More information on each of these hacks below.

Wyze-bridge[edit | edit source]

Use the wyze-bridge docker stack available at https://github.com/mrlt8/docker-wyze-bridge. This project will communicate with your Wyze cameras and retrieve the video feed through the local LAN and expose it using its own a RTSP server. The docker-wyze-bridge project also exposes a REST API to control your Wyze cameras without needing the Wyze app.

This option may be desirable for Wyze cameras that have no hackable firmware such as the new Wyze Cam v3 Pro.

wz_mini_hacks[edit | edit source]

wz_mini_hacks is a collection of neat hacks that bundles a bunch of features. You may find it at https://github.com/gtxaspec/wz_mini_hacks. wz_mini_hacks side loads hacks to the official firmware using a SD card as part of the camera's boot process. This hack is completely reversible by either removing the SD card or removing the factory image that's loaded (factory_t31_ZMC6tiIDQN), since nothing is changed on the camera's flash memory itself.

This hack should work with a wide range of firmware versions except versions after 4.36.9.139. To install the hack, update the camera to (or older than) firmware version (4.36.9.139) and copy the wz_mini_hacks's SD_ROOT directory to a FAT formatted SD card. Insert the SD card into the camera and power it on. Once the device has done its initial boot process, the hack is installed.

Features that this hack provides include: SSH access, ability to configure the camera out of the box without the Wyze App, possibility of using it in an air-gapped network and without internet access, ability to stream RTSP (though this is glitchy), and more.

RTSP support[edit | edit source]

There are two options to RTSP support under wz_mini_hacks. First is to use the RTSP beta and enable RTSP by adding a config file to /configs.

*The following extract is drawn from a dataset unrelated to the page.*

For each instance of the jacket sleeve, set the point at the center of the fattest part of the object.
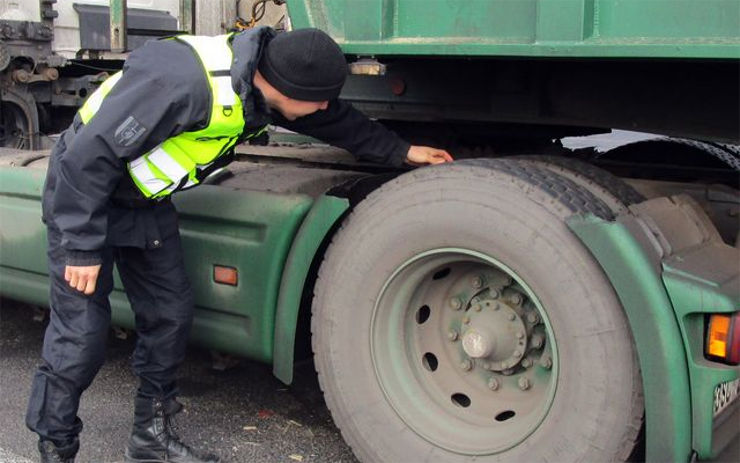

Second is to use the RTSP feature within wz_mini_hacks.

Option 1: RTSP beta[edit | edit source]

You can use wz_mini_hacks with the RTSP beta firmware. RTSP provided by the official beta firmware seems to be more stable and less prone to corrupt or dropped frames. Do so by following these steps:

1. Load the RTSP beta and update it to the Wyze Cam.
2. Configure SSH keys and put wz_mini_hacks on a SD card and boot the camera with it.
3. SSH to the camera and edit /configs/.rtspConfig with the following. Change the username or password as desired.

   [RTSP]
   Switch=1
   Password=wyzecam
   Username=admin
   

4. Ensure that RTSP is disabled in the wz_mini.conf file on the SD card
5. Reboot. Your RTSP stream should be visible at rtsp://admin:wyzecam@wyzecam-ip:554/live

Option 2: RTSP server on wz_mini_hacks[edit | edit source]

To get RTSP working, you will then need to edit the wz_mini/wz_mini.conf file and enable the RTSP options. Here's an example configuration with 2 streams active.

RTSP_LOGIN="admin"
RTSP_PASSWORD="wyzecam"
RTSP_PORT="8554"

RTSP_HI_RES_ENABLED="true"
RTSP_HI_RES_ENABLE_AUDIO="true"
RTSP_HI_RES_FPS=""
RTSP_HI_RES_MAX_BITRATE="51200"
RTSP_HI_RES_TARGET_BITRATE="2048"
RTSP_HI_RES_ENC_PARAMETER="8"

RTSP_LOW_RES_ENABLED="false"
RTSP_LOW_RES_ENABLE_AUDIO="false"
RTSP_LOW_RES_FPS="5"
RTSP_LOW_RES_MAX_BITRATE="512"
RTSP_LOW_RES_TARGET_BITRATE="256"
RTSP_LOW_RES_ENC_PARAMETER="2"

You can either enable one or both streams. The high quality stream is set to 1920x1080 and the low quality stream is set to at 640x360. These resolutions cannot be changed. However, you may adjust the bitrate and FPS settings for each stream independently. The low quality stream may be useful for live previews and real-time object detection (though 360p might be too low resolution for object detection).

If you enable only the high quality stream, the RTSP URL will be rtsp://admin:wyzecam@camera-address:8554/unicast. If you enable both streams, they will be at rtsp://admin:wyzecam@camera-address:8554/video1_unicast and rtsp://admin:wyzecam@camera-address:8554/video2_unicast.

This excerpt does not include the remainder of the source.